Not that I have any sympathy for Amazon Web Services (I don’t) but it appears to me that they’re going to keep making headlines with sites being blown offline until someone sits down and explains that just because you move your workload into Amazon’s cloud doesn’t mean you get to walk away from DR planning.
Maybe it has to do with cost, people seeing downtime as an acceptable trade off for race to the bottom pricing, maybe it has to do with the fact that a lot of AWS users are software developers and not infrastructure people to whom these thoughts occur naturally and who dream in Visio diagrams & not in code but regardless, it wasn’t like AWS just collapsed. It didn’t.
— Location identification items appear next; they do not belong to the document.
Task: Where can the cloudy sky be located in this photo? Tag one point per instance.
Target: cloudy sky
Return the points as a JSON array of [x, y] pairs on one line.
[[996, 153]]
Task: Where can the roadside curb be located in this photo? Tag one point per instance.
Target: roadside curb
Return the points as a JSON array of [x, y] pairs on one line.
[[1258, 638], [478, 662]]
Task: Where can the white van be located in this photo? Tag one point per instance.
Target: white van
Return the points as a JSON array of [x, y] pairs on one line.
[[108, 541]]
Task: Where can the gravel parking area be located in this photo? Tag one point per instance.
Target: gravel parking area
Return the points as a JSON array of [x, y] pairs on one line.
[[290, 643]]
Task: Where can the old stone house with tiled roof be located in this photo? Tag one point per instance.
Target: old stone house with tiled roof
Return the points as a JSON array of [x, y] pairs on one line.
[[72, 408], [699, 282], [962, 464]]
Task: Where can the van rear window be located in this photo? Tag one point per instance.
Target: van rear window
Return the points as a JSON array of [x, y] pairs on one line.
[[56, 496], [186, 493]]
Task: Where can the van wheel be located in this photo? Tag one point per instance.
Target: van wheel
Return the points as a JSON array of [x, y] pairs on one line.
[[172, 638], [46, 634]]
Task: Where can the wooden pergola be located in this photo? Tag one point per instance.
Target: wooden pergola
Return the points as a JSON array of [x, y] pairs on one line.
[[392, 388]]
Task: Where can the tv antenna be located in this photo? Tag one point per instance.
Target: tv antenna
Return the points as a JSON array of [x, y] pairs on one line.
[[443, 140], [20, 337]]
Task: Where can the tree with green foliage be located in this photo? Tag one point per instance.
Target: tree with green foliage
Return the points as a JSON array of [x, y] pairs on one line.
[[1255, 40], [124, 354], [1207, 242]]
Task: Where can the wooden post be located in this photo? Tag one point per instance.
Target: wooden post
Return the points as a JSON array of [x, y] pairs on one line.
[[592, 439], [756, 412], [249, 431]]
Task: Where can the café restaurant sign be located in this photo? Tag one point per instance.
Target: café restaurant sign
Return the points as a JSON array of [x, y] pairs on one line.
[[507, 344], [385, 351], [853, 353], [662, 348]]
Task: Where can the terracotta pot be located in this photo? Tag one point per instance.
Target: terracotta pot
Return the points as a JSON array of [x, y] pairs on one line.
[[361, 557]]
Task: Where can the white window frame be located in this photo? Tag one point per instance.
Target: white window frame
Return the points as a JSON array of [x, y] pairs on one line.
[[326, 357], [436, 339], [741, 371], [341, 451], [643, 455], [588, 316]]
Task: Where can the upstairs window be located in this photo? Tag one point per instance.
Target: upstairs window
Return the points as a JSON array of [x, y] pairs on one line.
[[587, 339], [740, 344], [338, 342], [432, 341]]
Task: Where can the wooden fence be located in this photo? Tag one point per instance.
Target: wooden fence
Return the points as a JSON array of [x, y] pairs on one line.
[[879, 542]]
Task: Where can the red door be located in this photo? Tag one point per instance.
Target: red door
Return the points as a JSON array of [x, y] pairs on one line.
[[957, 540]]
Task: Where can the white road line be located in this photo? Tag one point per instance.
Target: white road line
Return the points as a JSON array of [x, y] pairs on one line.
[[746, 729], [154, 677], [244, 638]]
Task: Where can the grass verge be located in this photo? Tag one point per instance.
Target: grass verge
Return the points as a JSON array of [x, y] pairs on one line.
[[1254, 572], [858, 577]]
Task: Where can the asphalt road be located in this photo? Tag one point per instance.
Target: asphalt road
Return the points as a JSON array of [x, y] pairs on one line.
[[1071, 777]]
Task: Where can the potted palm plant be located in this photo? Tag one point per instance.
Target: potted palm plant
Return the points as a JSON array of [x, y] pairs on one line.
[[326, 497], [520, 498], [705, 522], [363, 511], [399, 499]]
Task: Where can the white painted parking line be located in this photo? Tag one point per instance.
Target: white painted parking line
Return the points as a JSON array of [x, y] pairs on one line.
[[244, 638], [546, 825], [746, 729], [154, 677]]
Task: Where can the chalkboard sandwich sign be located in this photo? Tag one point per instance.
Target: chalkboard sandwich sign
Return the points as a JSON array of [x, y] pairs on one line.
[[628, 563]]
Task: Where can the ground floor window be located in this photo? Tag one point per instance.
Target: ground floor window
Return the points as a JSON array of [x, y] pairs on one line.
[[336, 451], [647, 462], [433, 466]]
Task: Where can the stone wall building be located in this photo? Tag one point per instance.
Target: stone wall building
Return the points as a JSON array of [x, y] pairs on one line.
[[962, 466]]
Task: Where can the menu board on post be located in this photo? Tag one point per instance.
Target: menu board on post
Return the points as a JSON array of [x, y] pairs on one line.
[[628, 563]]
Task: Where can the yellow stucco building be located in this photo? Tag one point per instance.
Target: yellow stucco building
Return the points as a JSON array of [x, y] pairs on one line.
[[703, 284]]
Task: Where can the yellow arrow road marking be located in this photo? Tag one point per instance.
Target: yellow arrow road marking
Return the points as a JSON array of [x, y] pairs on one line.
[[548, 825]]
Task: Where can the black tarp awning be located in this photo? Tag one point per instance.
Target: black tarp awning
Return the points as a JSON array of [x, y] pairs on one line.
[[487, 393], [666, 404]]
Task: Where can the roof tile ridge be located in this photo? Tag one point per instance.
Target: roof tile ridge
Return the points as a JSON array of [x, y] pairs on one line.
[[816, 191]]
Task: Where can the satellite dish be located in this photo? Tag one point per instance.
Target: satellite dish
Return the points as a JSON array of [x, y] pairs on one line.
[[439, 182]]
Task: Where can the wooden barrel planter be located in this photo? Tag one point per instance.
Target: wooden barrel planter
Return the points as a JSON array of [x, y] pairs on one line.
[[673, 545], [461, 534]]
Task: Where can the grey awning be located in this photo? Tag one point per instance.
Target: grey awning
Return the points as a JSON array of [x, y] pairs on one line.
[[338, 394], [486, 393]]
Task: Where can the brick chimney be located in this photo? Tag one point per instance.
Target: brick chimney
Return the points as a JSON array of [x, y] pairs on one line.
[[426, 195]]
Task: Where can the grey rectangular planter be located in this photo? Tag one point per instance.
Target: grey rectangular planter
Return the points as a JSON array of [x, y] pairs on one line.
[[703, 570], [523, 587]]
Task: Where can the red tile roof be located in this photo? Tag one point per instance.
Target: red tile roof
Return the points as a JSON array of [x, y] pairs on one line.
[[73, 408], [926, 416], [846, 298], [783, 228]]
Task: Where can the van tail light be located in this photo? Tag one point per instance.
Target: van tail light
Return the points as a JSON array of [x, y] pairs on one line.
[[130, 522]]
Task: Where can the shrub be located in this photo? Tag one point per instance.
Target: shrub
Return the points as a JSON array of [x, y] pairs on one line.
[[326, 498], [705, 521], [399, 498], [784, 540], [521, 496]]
Just one location out of a few did.
If you can’t answer the question “What happens to my workload after what it’s running on at a moment in time goes away for any reason?” then you’re doing a half assed job or have made the decision that it doesn’t matter if it goes away so long as it comes back in a window of time you can live with.
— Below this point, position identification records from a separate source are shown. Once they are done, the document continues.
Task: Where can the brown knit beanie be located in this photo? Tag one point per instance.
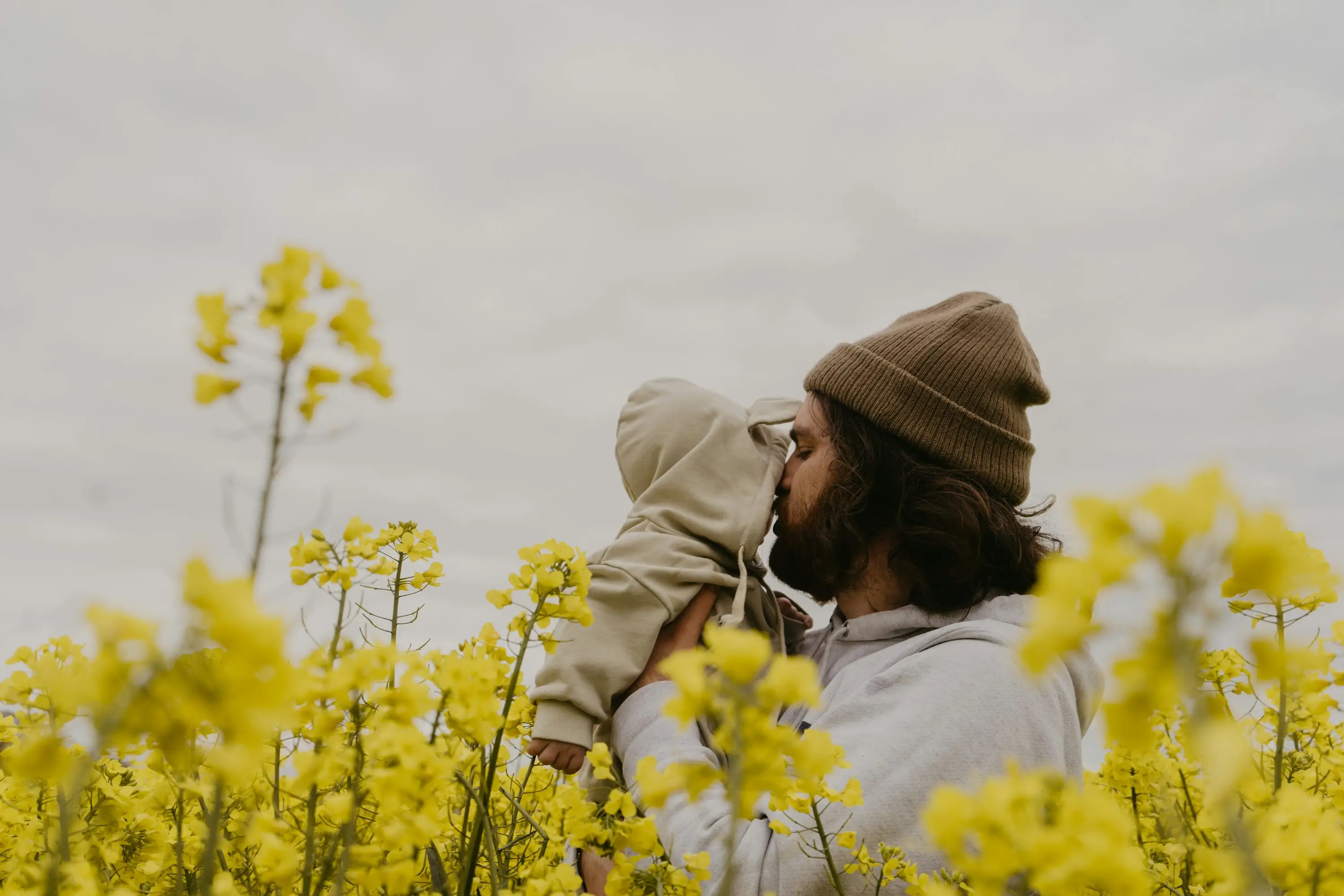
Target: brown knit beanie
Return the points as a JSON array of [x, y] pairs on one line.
[[953, 381]]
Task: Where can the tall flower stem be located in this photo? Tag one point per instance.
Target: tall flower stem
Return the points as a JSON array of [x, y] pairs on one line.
[[277, 439], [1281, 720], [217, 809], [474, 849], [397, 609]]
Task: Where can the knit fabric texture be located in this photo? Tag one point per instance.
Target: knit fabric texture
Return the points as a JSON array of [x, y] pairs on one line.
[[955, 381]]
The answer to the question should be either “As this this and this detects the event this this and this mitigates it and we keep running” or it’s “We’re offline until everything comes back.”
I’ve said this already but when you hear about three (10.1 minutes a week), four (1.01 minutes a week ), five (6.05 seconds a week) and six (0.605 seconds a week) nines availability those aren’t things which come free the moment your cloud provider swipes your credit card.
Each nine cost money and the more of them you want the more you’ll pay in your time and your Disaster Recovery planning and engineering effort.